Voter suppression, on the other hand, refers to somewhat petty policies usually spearheaded by Republicans to tighten restrictions on voter identification.
A report in The Progressive explains, “And while it’s not against the law for state legislatures to redistrict or redraw its electoral maps, the Republicans have taken partisan redistricting to a new level. According to an estimate by the Brennan Center for Justice, Republican gerrymandering accounts for sixteen or seventeen GOP seats in the current Congress that the party might not otherwise control.”
Despite several studies and sources stating that the rate of voter fraud is almost non-existent in the US, Voter ID laws mandate that photo ID be presented at the time of casting the ballot.
While this at face value may seem harmless it, once again, almost targets minority groups more likely to be unable to access this due to many issues one being a lack of government facilities to do so in certain counties.
Women and transgender are affected the most because they are likely to change their names at some point in their lifetimes thus more likely to be unable to match names with those on their birth certificates.
According to the US Patriot Act, women’s names must be identical on certain official documents, a hyphenated last name, or married name, is grounds for suspicion against a document with her maiden name.
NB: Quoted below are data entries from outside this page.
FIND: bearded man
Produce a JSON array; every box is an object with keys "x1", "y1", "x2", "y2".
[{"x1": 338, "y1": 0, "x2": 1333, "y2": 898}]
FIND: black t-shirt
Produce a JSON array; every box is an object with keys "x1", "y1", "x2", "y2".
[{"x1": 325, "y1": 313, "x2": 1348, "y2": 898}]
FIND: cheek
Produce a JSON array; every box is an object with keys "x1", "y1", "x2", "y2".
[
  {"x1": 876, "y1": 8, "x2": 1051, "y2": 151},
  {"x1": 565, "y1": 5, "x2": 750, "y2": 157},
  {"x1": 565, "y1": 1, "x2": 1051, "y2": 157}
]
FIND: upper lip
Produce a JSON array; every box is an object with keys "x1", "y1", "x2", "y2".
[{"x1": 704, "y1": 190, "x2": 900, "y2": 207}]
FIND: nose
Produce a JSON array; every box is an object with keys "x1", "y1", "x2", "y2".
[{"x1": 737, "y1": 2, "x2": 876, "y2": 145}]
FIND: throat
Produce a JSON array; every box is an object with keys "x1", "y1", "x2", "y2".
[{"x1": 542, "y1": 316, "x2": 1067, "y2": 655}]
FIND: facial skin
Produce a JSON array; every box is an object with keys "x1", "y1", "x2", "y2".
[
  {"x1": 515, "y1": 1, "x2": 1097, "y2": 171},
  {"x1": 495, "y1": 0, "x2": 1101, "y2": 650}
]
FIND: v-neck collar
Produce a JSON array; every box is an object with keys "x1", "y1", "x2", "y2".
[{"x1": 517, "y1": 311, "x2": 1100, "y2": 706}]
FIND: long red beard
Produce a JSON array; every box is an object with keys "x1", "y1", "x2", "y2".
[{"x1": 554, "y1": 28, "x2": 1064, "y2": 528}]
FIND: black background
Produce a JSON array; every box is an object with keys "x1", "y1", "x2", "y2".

A study from the University of California found that 29 percent of both transgender men and women are affected in states with stricter voter ID laws.
What is important is that citizens stay informed of all the latest amendments to these voter ID laws such as many states allowing your current identification along with a signed affidavit, having your information cross-checked by election officials after your ballot is cast, and a voter return inquiry sent to the address provided.
Minorities across the world tend to be discriminated against in several ways, but this deprivation of a basic and fundamental civil right in the land of the free is something that must be investigated and at the very least re-evaluated to ensure free and fair elections.